Book Review from the April 2012 issue of the Socialist Standard
Zinoviev & Martov: Head to Head in Halle. With introductory essays by Ben Lewis and Lars T. Lih. (November Publications. 2011.)
In October 1920 the Independent Social Democratic Party of Germany (USPD), which had broken away from the pro-war SPD in 1917 and which numbered amongst its members such pre-WWI Social Democrat tenors as Kautsky, Bernstein and Hilferding, met in Halle to decide whether or not to affiliate to the Russian Bolsheviks’“Comintern”or “Third International”.
The German authorities allowed the head of the Comintern, Gregory Zinoviev, to enter Germany while the Bolshevik authorities allowed the leading Menshevik Julius Martov to leave Russia, both to take part. Zinoviev spoke for over four hours in what Ben Lewis claims was “one of the most significant speeches of the 20th century workers’ movement.”
Lenin had justified the Bolsheviks seizing power in backward Russia on the grounds that this was only the first event in the world socialist revolution. He also justified the Bolsheviks using all means to stay in power –including suppressing opponents, invading Poland and stirring up a holy war against the West amongst Muslims, all of which Zinoviev defended in his speech –until they were rescued by the revolution spreading to Europe and in particular Germany.
In 1920 the leading Bolsheviks were still in this mode. There is no doubting their sincerity, only their judgement. Zinoviev’s main argument was that as the world revolution was under way you were either for or against the government of the one place where it had already triumphed. How divorced from reality he was can be gauged from his claim that in England “the beginning of the proletarian revolution can be clearly seen”. He added, “I am convinced that in two or three years, it will be said that this was the beginning of a new era. The proletarian revolution has a great chance in England.”
In his contribution Martov argued that the workers in Europe were certainly discontented but that this was not an expression of socialist consciousness but of elemental despair. He accused the Bolsheviks of exploiting this to come to power instead of trying to turn it into the socialist understanding required before socialism could be established, a view which he claimed the USPD was committed to. Hence the title of his talk “May the USPD be preserved”.

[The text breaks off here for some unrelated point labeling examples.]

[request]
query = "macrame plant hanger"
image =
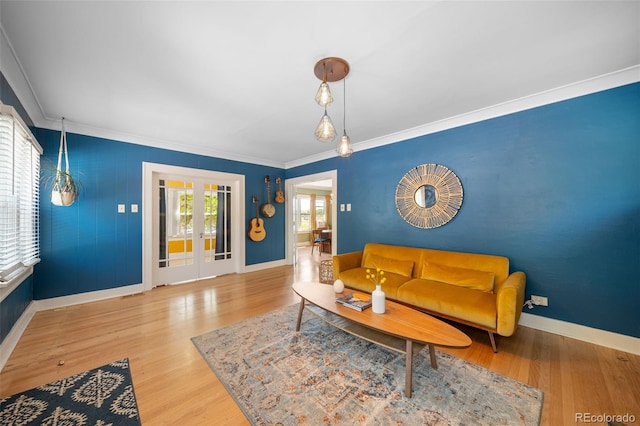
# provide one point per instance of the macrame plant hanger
(64, 191)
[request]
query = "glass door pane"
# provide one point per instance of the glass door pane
(176, 223)
(216, 238)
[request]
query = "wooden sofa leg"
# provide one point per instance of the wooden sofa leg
(493, 342)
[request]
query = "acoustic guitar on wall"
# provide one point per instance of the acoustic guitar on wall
(256, 225)
(279, 193)
(268, 209)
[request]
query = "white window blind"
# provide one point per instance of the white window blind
(19, 195)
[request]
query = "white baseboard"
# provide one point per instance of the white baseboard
(9, 343)
(575, 331)
(581, 332)
(265, 265)
(92, 296)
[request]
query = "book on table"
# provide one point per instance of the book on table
(354, 302)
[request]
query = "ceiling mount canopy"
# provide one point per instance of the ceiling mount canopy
(331, 69)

Referring to Russia, he said that the Bolshevik party had “conquered state power in a country with a proletariat that was numerically insignificant, a country with an insignificant productivity of labour, with a complete lack of the basic economic and cultural preconditions for the organisation of socialist production - and these objective conditions presented the Bolsheviks with an insurmountable obstacle for the realisation of their ideals.”He went on to point out that “the development of the revolution in the West …is not going as quickly as the Bolshevik party had reckoned when it obtained state power through a fortunate confluence of circumstances and then used this power in an attempt to turn Russia into a socialist country by a radically accelerated path.”
The extent to which the Bolshevik leaders really did believe at this time that they were turning “Russia into a socialist country”can be gauged from a passage in an article included in this book that Zinoviev later wrote on his “Twelve Days in Germany”:
“We are approaching a time when we shall do away with all money. We are paying wages in kind, we are introducing free tramways, we have free schools, a free dinner, perhaps for the time being unsatisfactory free housing, light, etc.”

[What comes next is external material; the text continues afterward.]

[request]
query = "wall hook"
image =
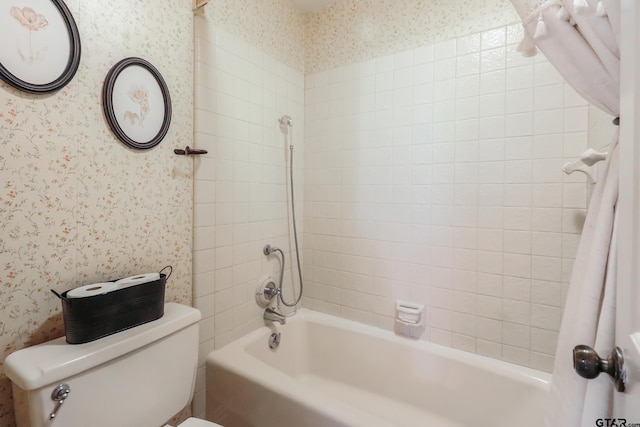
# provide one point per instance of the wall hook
(188, 151)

Zinoviev won the debate and a majority of the USPD voted to affiliate to the Comintern and become the Communist Party of Germany (the minority eventually rejoined the SPD). But within a year Martov was proved right about the Bolsheviks’ prospects in Russia. In 1921 they were forced to abandon trying to establish a moneyless society and to introduce the New Economic Policy, described by Lenin as “state capitalism”or the development of capitalism under the control of the “proletarian state”(as he called the Bolshevik regime). Four years later when he broke with Stalin, Zinoviev went further and described Russia’s nationalised industries as “state capitalism”(see Weekly Worker, 8 January, 1926) and was criticised by both Stalin and Trotsky for admitting this.
Lih says that Martov could be seen as a sort of “premature Trotskyist” in that he applied the same arguments to why the Russian Revolution would degenerate (economic backwardness and isolation) “to events and processes that the Trotskyist tradition treats in a more admiring way”- in fact from day one of Bolshevik rule.
Martov, wisely, did not return to Russia and died in exile in Germany in 1923. Zinoviev ended up being shot in 1936 as a “counter-revolutionary”, a victim of the same sort of terror and logic he had defended in Halle in 1920.